When she explained why she’s here and about Glinda, a sense of dread settled deep in my gut. I don’t trust her Glinda or the explanation she’s given my fated one about why she’s in this tower. Rapunzel’s story has too many cracks. It doesn’t make sense.

I grit my fangs, staring into the fire as it crackles low in the hearth.

Why would the witch steal her memories? Why would Drusilla not simply kill her to regain her power? And why would Glinda insist upon keeping Rapunzel here in the tower? What would be the point of keeping my fated one locked away unless—

Unless the real danger is Glinda instead of the Goblin witch—Drusilla.

Rapunzel yawns and stretches, ripping me back from my dark thoughts. She glances around the room. As soon as her gaze lands upon me, she stills, probably having temporarily forgotten the events of last evening as she shakes off the fog of sleep.

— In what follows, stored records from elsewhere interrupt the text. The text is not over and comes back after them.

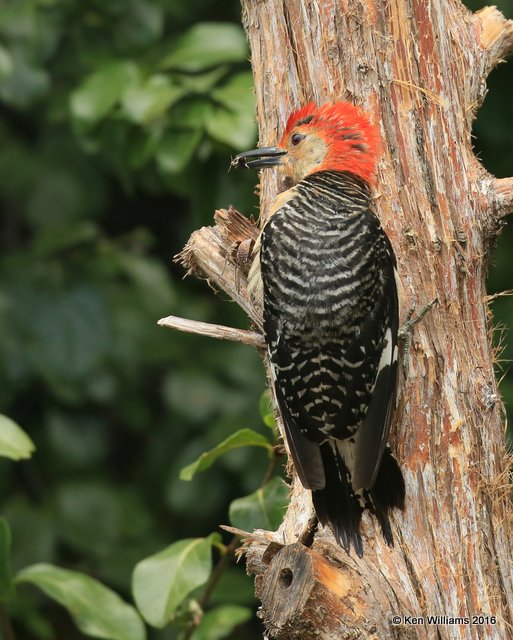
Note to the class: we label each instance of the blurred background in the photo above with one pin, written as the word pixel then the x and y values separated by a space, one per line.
pixel 117 122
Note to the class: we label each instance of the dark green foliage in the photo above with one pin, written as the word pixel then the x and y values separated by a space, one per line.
pixel 117 122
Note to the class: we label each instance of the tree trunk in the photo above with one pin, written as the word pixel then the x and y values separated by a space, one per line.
pixel 419 68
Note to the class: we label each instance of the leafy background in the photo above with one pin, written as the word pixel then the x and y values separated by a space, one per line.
pixel 117 121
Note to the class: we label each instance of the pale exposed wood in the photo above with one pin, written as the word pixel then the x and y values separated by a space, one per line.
pixel 220 332
pixel 503 189
pixel 419 67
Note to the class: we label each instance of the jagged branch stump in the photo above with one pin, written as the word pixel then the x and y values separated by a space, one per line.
pixel 420 67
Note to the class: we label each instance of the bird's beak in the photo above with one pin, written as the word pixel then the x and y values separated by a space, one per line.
pixel 258 158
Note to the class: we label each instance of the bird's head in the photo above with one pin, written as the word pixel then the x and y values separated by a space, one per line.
pixel 337 137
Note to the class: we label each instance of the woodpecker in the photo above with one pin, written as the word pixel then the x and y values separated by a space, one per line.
pixel 324 271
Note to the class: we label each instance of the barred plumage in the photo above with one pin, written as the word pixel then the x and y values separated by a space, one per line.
pixel 330 312
pixel 325 270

I offer my best smile. “Good morning.”

“Good… morning,” she replies a bit hesitantly. She rises from the sofa and heads toward the kitchen area.

“Did you sleep well?”

“I—yes.” She darts a glance at me and then looks away.

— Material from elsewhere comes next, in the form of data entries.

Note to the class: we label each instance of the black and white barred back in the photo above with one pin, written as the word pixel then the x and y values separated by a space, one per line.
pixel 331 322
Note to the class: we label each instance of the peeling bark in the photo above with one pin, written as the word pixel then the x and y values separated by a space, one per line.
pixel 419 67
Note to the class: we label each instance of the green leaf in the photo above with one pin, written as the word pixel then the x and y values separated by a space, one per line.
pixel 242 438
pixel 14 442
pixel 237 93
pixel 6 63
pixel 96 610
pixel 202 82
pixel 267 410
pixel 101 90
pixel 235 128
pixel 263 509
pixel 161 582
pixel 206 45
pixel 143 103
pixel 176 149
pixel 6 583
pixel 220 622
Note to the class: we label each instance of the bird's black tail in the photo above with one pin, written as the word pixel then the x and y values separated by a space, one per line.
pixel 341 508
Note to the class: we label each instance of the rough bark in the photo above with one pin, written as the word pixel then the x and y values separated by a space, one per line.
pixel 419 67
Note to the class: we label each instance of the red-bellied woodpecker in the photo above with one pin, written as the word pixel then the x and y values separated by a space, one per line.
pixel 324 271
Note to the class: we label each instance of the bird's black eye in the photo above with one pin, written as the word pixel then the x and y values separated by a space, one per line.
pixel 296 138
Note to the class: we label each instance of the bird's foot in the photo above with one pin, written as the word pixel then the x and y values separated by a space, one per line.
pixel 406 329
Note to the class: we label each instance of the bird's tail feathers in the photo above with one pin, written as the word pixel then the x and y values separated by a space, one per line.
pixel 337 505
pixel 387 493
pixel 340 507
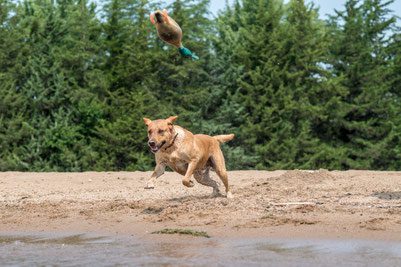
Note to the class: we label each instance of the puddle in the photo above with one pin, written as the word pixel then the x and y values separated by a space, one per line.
pixel 93 250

“If you let me go, I can help you make breakfast.” I flash what I hope is a winning grin. “It’s the least I can do to thank you for allowing me to stay here last night.”

Her head snaps to me, and she frowns as if considering. “All right,” she finally says. “But if you try anything, I’ll use my magic to bind you again.”

She raises her hands to presumably use her magic, but I extend my claws and slice the bindings on my wrists before freeing my ankles. When I look up, I find her gaping at me.

CHAPTER 6

REN

“How did—” She blinks several times. “If you were able to do that, why did you remain bound all night?”

“Because I didn’t want to scare you.” I meet her eyes evenly. “I would sooner end my own life than ever hurt you, Rapunzel. But I also understand that actions matter more than words, especially among two people who are relative strangers to each other. So, I chose to stay bound to show you that I mean you no harm. Now or ever.”